Enquanto esperávamos pela nossa amiga Rita, o som da campainha saído daquele telefone público, situado mesmo ao nosso lado, voltou a tocar. Perfilando-se de uma maneira discreta e ordeira os utentes deste Bar atendiam o telefone. Os sorrisos trocados entre nós, perante insólita situação, e uma vontade de violar as estritas normas sociais provocaram suspeita entre os demais frequentadores. Afinal, toda a nossa intemperança não se comparava em nada com a atmosfera dos artistas da pop art dos anos 70. Quem não se lembra de Andy Warhol e da Factory, studio/superstar social club, situado 33 Union Square West junto do famoso Max's Kansas City por ele reactivado? Este local diletante e hedonista por excelência transformou os excessos cometidos num movimento artístico delegando-nos múltiplas obras de arte.
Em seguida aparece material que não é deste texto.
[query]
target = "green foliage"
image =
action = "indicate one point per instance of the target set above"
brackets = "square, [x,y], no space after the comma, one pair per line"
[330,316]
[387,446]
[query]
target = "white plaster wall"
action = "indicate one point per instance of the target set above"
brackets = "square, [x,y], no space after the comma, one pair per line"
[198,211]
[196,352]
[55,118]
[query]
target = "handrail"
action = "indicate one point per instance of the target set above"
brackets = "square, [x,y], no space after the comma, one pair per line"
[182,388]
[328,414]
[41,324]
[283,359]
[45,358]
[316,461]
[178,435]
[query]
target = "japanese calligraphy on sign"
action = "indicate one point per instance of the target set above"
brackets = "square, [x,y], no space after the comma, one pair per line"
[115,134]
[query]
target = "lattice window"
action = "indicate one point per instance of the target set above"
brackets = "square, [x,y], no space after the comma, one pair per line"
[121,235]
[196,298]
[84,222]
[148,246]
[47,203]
Da imortalização das latas de sopa Campbell’s, aos múltiplos filmes de orgias realizadas na Factory, até aos Velvet Underground, banda de rock formada por Lou Reed, Sterling Morrison, John Cale, Nico, Angus MacAlise, tudo foi possível para consolar a mais misteriosa fantasia. O consumo transforma-se em Arte e a Arte converte-se em consumo.

Andy Warhol, Campbell's Soup I, 1968.

Andy Warhol, Campbell's Soup I, 1968.

Durante todo o tempo que estivemos a jantar o telefone público não parou de tocar. Chegada a Rita e esclarecida da nossa excitação, sorriu, gargalhou e disse: atendam e aceitem o convite!...

Alô… um compasso de espera, e do outro lado uma voz melada pergunta: - What’s your dirty fantasy?


Luís Barreira, New York, 1994*.

*extraído de uma longa viagem através dos Estados Unidos da América em 1994.